A trading plan doesn't guarantee that you will be profitable or eliminate the dangers of the trading profession, but it certainly gives you an advantage and helps put the probabilities of success on your side.
So what will you find in a typical trading plan? For starters, it should answer the basic question of why you should succeed in this profession. It should outline the parameters and criteria you use to place and manage trades. It should show the reasoning and evidence to support why your strategies will be successful. It should show clearly how you plan to manage risk, both on a trade-by-trade basis and in your overall account. And lastly, is should show realistic goals that are achievable based on your plan.
Having these guidelines written down significantly increases the odds that you will actually follow them, as opposed to only having these ideas in your mind. The act of creating the trading plan, reviewing it, and updating it from time to time can keep you on track and reduce much of the anxiety that comes from trading.

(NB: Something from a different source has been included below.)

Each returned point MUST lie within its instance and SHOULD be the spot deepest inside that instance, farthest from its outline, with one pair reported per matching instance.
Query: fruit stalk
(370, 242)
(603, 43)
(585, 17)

Trading plans can be simple or complex depending on your personality and the type of trader you are. For a purely discretionary trader such as myself, the trading plan can be a combination of both. Since my methodology is based highly on experience and reading the market, my strategies outline the basic guidelines I use to identify setups rather than an exact list of criteria. However, when it comes to risk management I have very specific rules in order to protect my trading capital.

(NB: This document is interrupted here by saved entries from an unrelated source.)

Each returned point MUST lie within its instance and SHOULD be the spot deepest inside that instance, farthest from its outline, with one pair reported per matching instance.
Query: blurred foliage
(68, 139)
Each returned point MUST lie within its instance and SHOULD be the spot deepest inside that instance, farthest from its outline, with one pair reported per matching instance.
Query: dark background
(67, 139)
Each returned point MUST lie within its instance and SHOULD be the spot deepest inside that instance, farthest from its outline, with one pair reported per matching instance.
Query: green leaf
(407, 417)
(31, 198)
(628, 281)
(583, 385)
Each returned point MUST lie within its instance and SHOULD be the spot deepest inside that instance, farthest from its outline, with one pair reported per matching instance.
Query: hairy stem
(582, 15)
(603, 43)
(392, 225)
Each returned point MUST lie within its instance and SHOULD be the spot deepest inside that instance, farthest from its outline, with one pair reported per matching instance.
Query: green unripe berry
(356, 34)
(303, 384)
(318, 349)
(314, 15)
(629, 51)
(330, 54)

Some traders keep the entire plan about business, while others make it more personal, outlining items such as exercise habits and nutrition as a part of their overall success. A template for a trading plan may look like this:
A. Introduction to trading plan
a. Why am I trading?
b. What are my basic trading rules or philosophies?
c. What is my schedule for trading?
i. Time of day to place trades
ii. Reviewing finished trades and writing in journal
iii. Research or back-testing
B. An overview of the strategies being used
a. How I identify a setup with a probable edge
b. How I manage the trade from beginning to end
C. The instruments being traded
a. What markets I will trade
b. What strategy will be applied to these markets
D. How I will manage risk
a. How am I managing risk on each trade?
b. What is my daily or monthly loss limit?

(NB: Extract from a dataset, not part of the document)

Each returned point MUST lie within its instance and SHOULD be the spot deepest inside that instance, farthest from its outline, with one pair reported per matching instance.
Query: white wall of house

c. What is my max draw-down I will allow before I stop and reevaluate my methodology?
d. How will I increase or decrease my position size based on performance?
e. How much am I allocating to my trading account(s)?
a. What is a realistic goal to reach six months from now?
b. What is my target win ratio, risk/reward etc.?
c. How will I increase my skill as a trader going forward?
Even if you are following someone else's trades, you can still outline the basics of their strategy and then detail your risk management methods.
You might also include a section that gauges your performance, meaning you keep track of how often you follow your trading plan perfectly, and how often you break your own rules because of emotions. This is particularly helpful when starting out, and can be something you write about each day in your trading journal.
Having everything clearly outlined and explained in a trading plan can help give you peace of mind. Instead of waiting for circumstances to occur, you are being proactive and putting a plan is place beforehand that tells you exactly what to do in order to preserve your capital. And since the trading profession is largely psychological, a trading plan can go a long way toward keeping your emotions in check as you continue your journey as a trader.